Southside Johnny et ses Asbury Jukes n’avaient donc pas mis les pieds sur une scène parisienne depuis 2017 et le Trabendo. Un groupe qui possède le rare privilège d’appartenir à deux galaxies musicales mythiques. Sans même détailler les croisements du chanteur Southside Johnny avec Springsteen et Little Steven dans la scène rock du New Jersey au début des années 1970, la présence de multiples crédits de Bruce et Little Steven dans la discographie du groupe sécurise pour ce dernier une place de choix dans la galaxie du Boss et de son E Street Band.
Sommet du groupe, Hearts of Stone est de fait, à deux chansons du Boss et une compo Southside Johnny / Springsteen / Little Steven près, un album majoritairement écrit par Little Steven. Suite à l’écoute de Trash it up – album produit par Nile Rodgers méritant son titre d’après sa sale réputation -, Gainsbourg partira, lui, au New Jersey avec Bambou enregistrer Love on the Beat avec le guitariste Billy Rush et le saxophoniste Stan Harrison. Deux désormais ex-Asbury Jukes qui feront partie du groupe de scène des deux dernières tournées de l’Homme à tête de chou.
Mais avant le New Jersey sur Seine, il y eut en première partie le Français Jack Art. Carrière musicale sans succès dans sa jeunesse, vie de famille rangée et travail dans la finance. Avant que l’appel de la musique se fasse plus fort ces dernières années. Rock classique mille fois entendu mais pas antipathique. Un bon amuse-gueule avant le plat principal. A ce stade on peut se demander pourquoi le concert est en places assises.

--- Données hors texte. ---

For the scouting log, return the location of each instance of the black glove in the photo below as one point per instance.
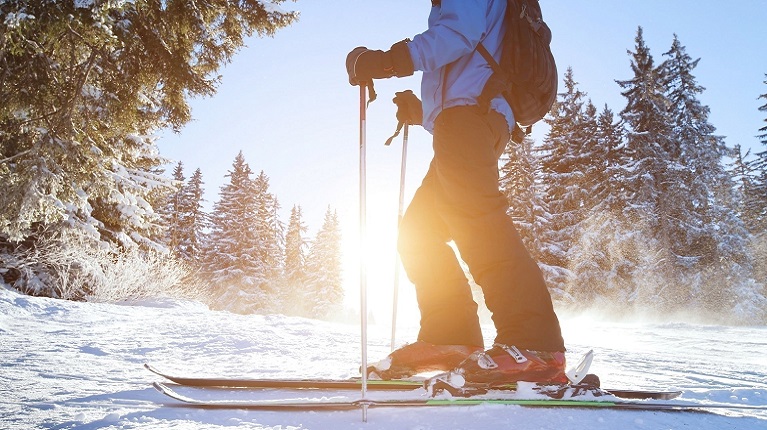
(364, 65)
(409, 108)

Southside Johnny donc. Une attitude extrêmement sympathique, avec ses remarques sur le comportement motorisé des Parisiens et sa propre chemise achetée par un autre membre du groupe. Et l’humour produit par ses tentatives maladroites de parler en français. Celles de faire chanter le public sur des reprises de standards auront des résultats contrastés : moyen pour Walk Away Renée, un peu mieux pour les chants garçons et filles séparés de Stagger Lee.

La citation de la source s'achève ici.